One easy way for me to help my students learn these valuable risk-taking skills is by modelling the desired behavior. If I want my students to take risks and try new things, then I need to do the same. So today, I unveiled a new grading procedure, with the caveat that it’s something new and it might fail. It might not work out the way I have intended, but I want to try and see what happens.
As we utilize the objectives-based grading system in the sixth grade, we are often entering grades with meaningful feedback into our grading portal. The students always know how they stand in terms of meeting the standards in preparation for the seventh grade. They can check their grades via our online grading system at any time and know how they are progressing towards the graded objectives. As my school requires that we also grade our students on their effort in class, we also need to assess their effort on a daily basis. Although I take mental notes on their daily effort in class, I don’t necessarily make note of this anywhere. I don’t enter their daily effort into our grading system. I wait until the end of each marking period to enter their effort grades. For many of our students, this is frustrating. While they always know their achievement grades, they are always wondering about their effort grades. “What is my effort grade in Humanities?” my students will often ask. Sure, I can answer them with a ballpark number and some trite feedback, but I feel as though I can’t provide them with meaningful and relevant feedback that will promote growth and development. So, this got me thinking… How can I help my students know the reality of their effort on a daily basis, so that they can make the necessary changes to become the best students possible?

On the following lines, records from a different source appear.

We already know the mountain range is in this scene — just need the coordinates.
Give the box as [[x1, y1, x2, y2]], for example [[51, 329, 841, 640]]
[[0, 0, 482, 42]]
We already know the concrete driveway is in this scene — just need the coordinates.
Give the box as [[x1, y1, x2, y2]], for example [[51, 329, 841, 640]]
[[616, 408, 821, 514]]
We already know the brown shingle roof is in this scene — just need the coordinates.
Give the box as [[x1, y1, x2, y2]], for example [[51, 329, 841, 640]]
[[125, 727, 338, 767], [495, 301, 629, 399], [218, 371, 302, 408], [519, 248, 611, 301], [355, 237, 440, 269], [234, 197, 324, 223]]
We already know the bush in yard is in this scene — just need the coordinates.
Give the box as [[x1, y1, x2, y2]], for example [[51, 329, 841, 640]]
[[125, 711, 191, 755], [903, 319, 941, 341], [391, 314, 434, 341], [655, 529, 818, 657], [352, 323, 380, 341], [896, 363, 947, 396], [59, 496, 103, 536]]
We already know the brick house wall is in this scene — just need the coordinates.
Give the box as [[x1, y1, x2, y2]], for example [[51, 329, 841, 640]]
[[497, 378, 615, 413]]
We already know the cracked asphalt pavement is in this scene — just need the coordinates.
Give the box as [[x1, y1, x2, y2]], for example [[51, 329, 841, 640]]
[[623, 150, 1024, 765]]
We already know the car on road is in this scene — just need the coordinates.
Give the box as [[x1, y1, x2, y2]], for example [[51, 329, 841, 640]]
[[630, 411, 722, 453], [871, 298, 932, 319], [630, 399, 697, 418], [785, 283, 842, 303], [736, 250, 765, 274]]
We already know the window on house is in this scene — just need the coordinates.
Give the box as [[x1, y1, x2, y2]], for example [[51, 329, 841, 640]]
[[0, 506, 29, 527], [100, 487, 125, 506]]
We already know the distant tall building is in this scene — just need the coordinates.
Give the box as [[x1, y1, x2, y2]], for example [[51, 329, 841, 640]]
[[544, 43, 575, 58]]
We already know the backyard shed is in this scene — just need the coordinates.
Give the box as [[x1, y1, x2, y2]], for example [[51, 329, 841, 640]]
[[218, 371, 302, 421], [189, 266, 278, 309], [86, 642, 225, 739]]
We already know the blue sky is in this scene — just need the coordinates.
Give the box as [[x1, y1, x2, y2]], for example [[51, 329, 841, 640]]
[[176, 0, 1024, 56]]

So, I decided to pilot something for the final term of our academic year. Every day, I will enter an effort grade for each of their major classes, based on their daily effort. Are they focused and on task during the period? Are they prepared for class? Did they complete the homework? Are they being a good classmate? Along with the effort grade, I will include specific feedback on their performance. If they need to improve in certain areas, I will include that in the feedback. If they do well in other areas, I will also cite that in the feedback. I want my students to know exactly how they are performing in all areas of academic life so that they know their areas of strength and weakness. These daily effort marks and feedback comments will help my students see what they do well and what they still need to work on. I’m hoping that this change will better support my students as they grow into the best versions of themselves.
Now, I don’t know if this change to how I grade and assess the students will work with our grading system. Perhaps it will mess things up. Maybe the average won’t work right or explain the reality of their effort to the students. Maybe the students will be confused by the data that appears in their grading portal. What if I don’t have time to enter these grades daily? What if this change doesn’t make a difference for my students? What if they still keep asking me for more feedback or help in interpreting their grades? What if this change ends up being a failure? What if Einstein said, “Oh, this Theory of Relativity stuff is too hard. I’m just going to give up.” What if Thomas Jefferson gave up on making the light bulb? We’d be in the dark right now. I can’t let the possibility of failure prevent me from trying new things. If this effort grading trial fails, then I will make some changes and try something else. I will not let setbacks and failure prevent me from trying things. Like my students, I will learn from my mistakes and find a new way to solve my problem. I won’t give up, no matter what. I’m hopeful that by me modelling this idea of trying new things, taking risks, and persevering, my students will see the value in the problem-solving process.